Ken Davidoff

Ken Davidoff

MLB

Mets, Alderson face pressure to land key free agents

ORLANDO, Fla. — In three years running the Mets, Sandy Alderson has enjoyed more room for error than many general managers receive in a whole career. Frank Francisco? Shaun Marcum? Brandon Lyon? They’re all nothing more than noise, temporary workers hired to bide time until the Mets regained the tiniest semblance of financial flexibility.

Having written that, there’s one area in which Alderson needed to thrive to provide his long-suffering fan base with a foundation of hope, and so far, so good on the sell-high trades of Carlos Beltran (to San Francisco in 2011) and R.A. Dickey (to Toronto in 2012). Beltran brought back Zack Wheeler, who encouraged in his big-league debut last season, while Dickey begat catcher Travis d’Arnaud and stud minor-league pitcher Noah Syndergaard as well as big-league receiver John Buck, who joined bargain find Marlon Byrd in an August trade to Pittsburgh that further replenished the Mets’ youth brigade.

And now comes a dramatically different arena where Alderson and his deputies must connect.
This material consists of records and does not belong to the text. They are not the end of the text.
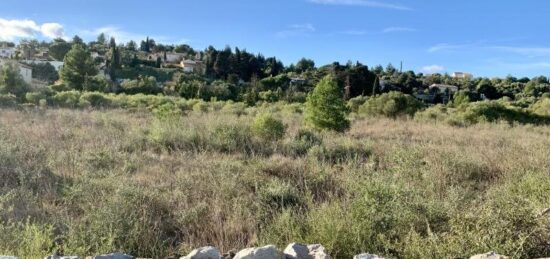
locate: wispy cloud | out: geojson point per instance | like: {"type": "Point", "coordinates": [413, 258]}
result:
{"type": "Point", "coordinates": [526, 51]}
{"type": "Point", "coordinates": [297, 30]}
{"type": "Point", "coordinates": [432, 69]}
{"type": "Point", "coordinates": [364, 3]}
{"type": "Point", "coordinates": [122, 35]}
{"type": "Point", "coordinates": [17, 29]}
{"type": "Point", "coordinates": [450, 47]}
{"type": "Point", "coordinates": [398, 29]}
{"type": "Point", "coordinates": [522, 66]}
{"type": "Point", "coordinates": [354, 32]}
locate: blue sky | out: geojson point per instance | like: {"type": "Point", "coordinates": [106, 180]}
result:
{"type": "Point", "coordinates": [484, 37]}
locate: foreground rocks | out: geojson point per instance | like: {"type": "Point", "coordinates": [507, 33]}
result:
{"type": "Point", "coordinates": [299, 251]}
{"type": "Point", "coordinates": [207, 252]}
{"type": "Point", "coordinates": [265, 252]}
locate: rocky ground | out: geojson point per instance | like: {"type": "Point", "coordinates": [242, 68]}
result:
{"type": "Point", "coordinates": [292, 251]}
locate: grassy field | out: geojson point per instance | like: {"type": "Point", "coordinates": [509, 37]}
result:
{"type": "Point", "coordinates": [86, 182]}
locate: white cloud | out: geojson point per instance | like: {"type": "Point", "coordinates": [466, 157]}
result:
{"type": "Point", "coordinates": [432, 69]}
{"type": "Point", "coordinates": [448, 47]}
{"type": "Point", "coordinates": [52, 30]}
{"type": "Point", "coordinates": [523, 66]}
{"type": "Point", "coordinates": [15, 29]}
{"type": "Point", "coordinates": [364, 3]}
{"type": "Point", "coordinates": [297, 30]}
{"type": "Point", "coordinates": [354, 32]}
{"type": "Point", "coordinates": [398, 29]}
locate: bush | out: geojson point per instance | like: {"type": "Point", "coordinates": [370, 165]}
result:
{"type": "Point", "coordinates": [8, 100]}
{"type": "Point", "coordinates": [34, 97]}
{"type": "Point", "coordinates": [95, 99]}
{"type": "Point", "coordinates": [69, 99]}
{"type": "Point", "coordinates": [542, 107]}
{"type": "Point", "coordinates": [267, 127]}
{"type": "Point", "coordinates": [495, 111]}
{"type": "Point", "coordinates": [392, 104]}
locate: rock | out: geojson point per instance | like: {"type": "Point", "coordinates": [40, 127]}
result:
{"type": "Point", "coordinates": [317, 251]}
{"type": "Point", "coordinates": [61, 257]}
{"type": "Point", "coordinates": [297, 251]}
{"type": "Point", "coordinates": [207, 252]}
{"type": "Point", "coordinates": [489, 255]}
{"type": "Point", "coordinates": [111, 256]}
{"type": "Point", "coordinates": [230, 254]}
{"type": "Point", "coordinates": [367, 256]}
{"type": "Point", "coordinates": [266, 252]}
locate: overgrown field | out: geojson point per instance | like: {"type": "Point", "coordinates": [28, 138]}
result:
{"type": "Point", "coordinates": [156, 184]}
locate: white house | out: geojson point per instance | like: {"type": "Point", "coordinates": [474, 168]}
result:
{"type": "Point", "coordinates": [7, 52]}
{"type": "Point", "coordinates": [442, 88]}
{"type": "Point", "coordinates": [173, 57]}
{"type": "Point", "coordinates": [462, 75]}
{"type": "Point", "coordinates": [56, 64]}
{"type": "Point", "coordinates": [191, 66]}
{"type": "Point", "coordinates": [24, 70]}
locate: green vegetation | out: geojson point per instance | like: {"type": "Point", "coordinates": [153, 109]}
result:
{"type": "Point", "coordinates": [392, 104]}
{"type": "Point", "coordinates": [325, 108]}
{"type": "Point", "coordinates": [78, 66]}
{"type": "Point", "coordinates": [161, 183]}
{"type": "Point", "coordinates": [155, 159]}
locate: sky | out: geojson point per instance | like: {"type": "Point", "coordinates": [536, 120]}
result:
{"type": "Point", "coordinates": [483, 37]}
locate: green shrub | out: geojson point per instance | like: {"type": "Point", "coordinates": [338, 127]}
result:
{"type": "Point", "coordinates": [267, 127]}
{"type": "Point", "coordinates": [542, 107]}
{"type": "Point", "coordinates": [69, 99]}
{"type": "Point", "coordinates": [355, 103]}
{"type": "Point", "coordinates": [392, 104]}
{"type": "Point", "coordinates": [8, 100]}
{"type": "Point", "coordinates": [95, 99]}
{"type": "Point", "coordinates": [494, 111]}
{"type": "Point", "coordinates": [34, 97]}
{"type": "Point", "coordinates": [325, 107]}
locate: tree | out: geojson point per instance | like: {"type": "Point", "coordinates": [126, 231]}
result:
{"type": "Point", "coordinates": [28, 48]}
{"type": "Point", "coordinates": [59, 48]}
{"type": "Point", "coordinates": [77, 40]}
{"type": "Point", "coordinates": [325, 107]}
{"type": "Point", "coordinates": [101, 38]}
{"type": "Point", "coordinates": [114, 58]}
{"type": "Point", "coordinates": [11, 81]}
{"type": "Point", "coordinates": [78, 65]}
{"type": "Point", "coordinates": [131, 45]}
{"type": "Point", "coordinates": [44, 72]}
{"type": "Point", "coordinates": [487, 88]}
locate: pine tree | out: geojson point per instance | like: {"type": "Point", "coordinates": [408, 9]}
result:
{"type": "Point", "coordinates": [325, 107]}
{"type": "Point", "coordinates": [78, 64]}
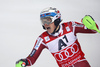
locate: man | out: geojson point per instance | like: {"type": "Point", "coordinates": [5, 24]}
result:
{"type": "Point", "coordinates": [60, 40]}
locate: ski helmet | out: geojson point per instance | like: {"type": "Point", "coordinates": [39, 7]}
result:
{"type": "Point", "coordinates": [50, 15]}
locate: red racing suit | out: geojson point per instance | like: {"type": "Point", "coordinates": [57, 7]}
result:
{"type": "Point", "coordinates": [63, 45]}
In which failure could be catastrophic to the organization’s future.

The Mets must hit big on the high-stakes free-agent market the same way they did with their high-profile trades.

“If you think about it, we were essentially representing a free agent in those trades, if you look at it that way,” Alderson said Tuesday at the general managers’ meetings. “Not surprisingly, what agents typically do is, they’re patient. But we can’t afford to be patient all of the time.

“There may be similarities, but I don’t think how we approached those deals necessarily represents how we’ll approach some free-agent signings this offseason.”

We already have a feel for the sort of game the Mets will be hunting this winter: Not the biggest. Jacoby Ellsbury and Shin-Soo Choo are out, despite the Mets’ obvious need for outfield help. They also very likely won’t be engaging in the high-level starting pitching market that features Matt Garza, Ubaldo Jimenez, Ervin Santana and Japanese right-hander Masahiro Tanaka.

No, the Mets’ speed will be more along the lines of shortstop Jhonny Peralta, Yankees outfielder Curtis Granderson and a buy-low starting pitcher like the Yankees’ Phil Hughes. Granderson told MLB Network on Tuesday his top priority is to join a winning team, which is interesting since two non-winning teams, the Mets and the Cubs, could top his list of suitors. The White Sox, also representing Granderson’s hometown of Chicago, seem likely to pass, as they’re looking for building blocks younger than Granderson’s 33 by Opening Day 2014.

The Mets’ trades of Beltran and Dickey rank among the better “Sell a veteran” deals that have gone down in the last three years. You also give high grades to the Rays’ sales of starting pitchers Matt Garza (to the Cubs) and James Shields (to Kansas City) and Oakland’s trades of Trevor Cahill (to Arizona) and Gio Gonzalez (to Washington), Milwaukee’s trade of Zack Greinke (to the Angels) and the Cubs’ deal of Garza (to Texas). Tampa Bay, Oakland and Milwaukee all faced similar pressures to deliver on their deals, as they all face financial pressure similar to that of the Mets — although, of course, those derive from market size and stadium problems rather than ownership wealth.

However, trades of this kind are easier to pull off than signing a free agent because the trading team has all of the information in front of it. There’s no flying blind as there can be in free agency, when you don’t always know which other clubs are involved and how much they’re bidding. You also are committing significant dollars to a player you probably won’t know very well.

Alderson has barely dipped into the free-agent market while running the Mets; his only eight-figure investment, Francisco, turned into a colossal bust, while Byrd became his greatest buy-low triumph. These next eight-figure investments have to produce, or else the Mets can find themselves right back in the mess — handcuffed by the contracts for Jason Bay and Johan Santana — from which they just escaped.

The improvement of the farm system under Alderson, through trades, international signings and the amateur draft, means these Mets possess some hope, even with Matt Harvey down for all of 2014 as he rehabilitates from Tommy John surgery. It means a run at .500, armed with those free agents they hope to obtain — or a bat acquired in a trade (the Angels’ Mark Trumbo?) with some of their young pitching — isn’t impossible.

The Mets are desperate to regain relevance, to win back some of their many disenchanted fans. The reservoir of patience, the room for error, has each pretty much dried up. The same people who made the Beltran and Dickey trades will now be charged with picking the right free agents. The bar is raised, but the Mets must soar just as high.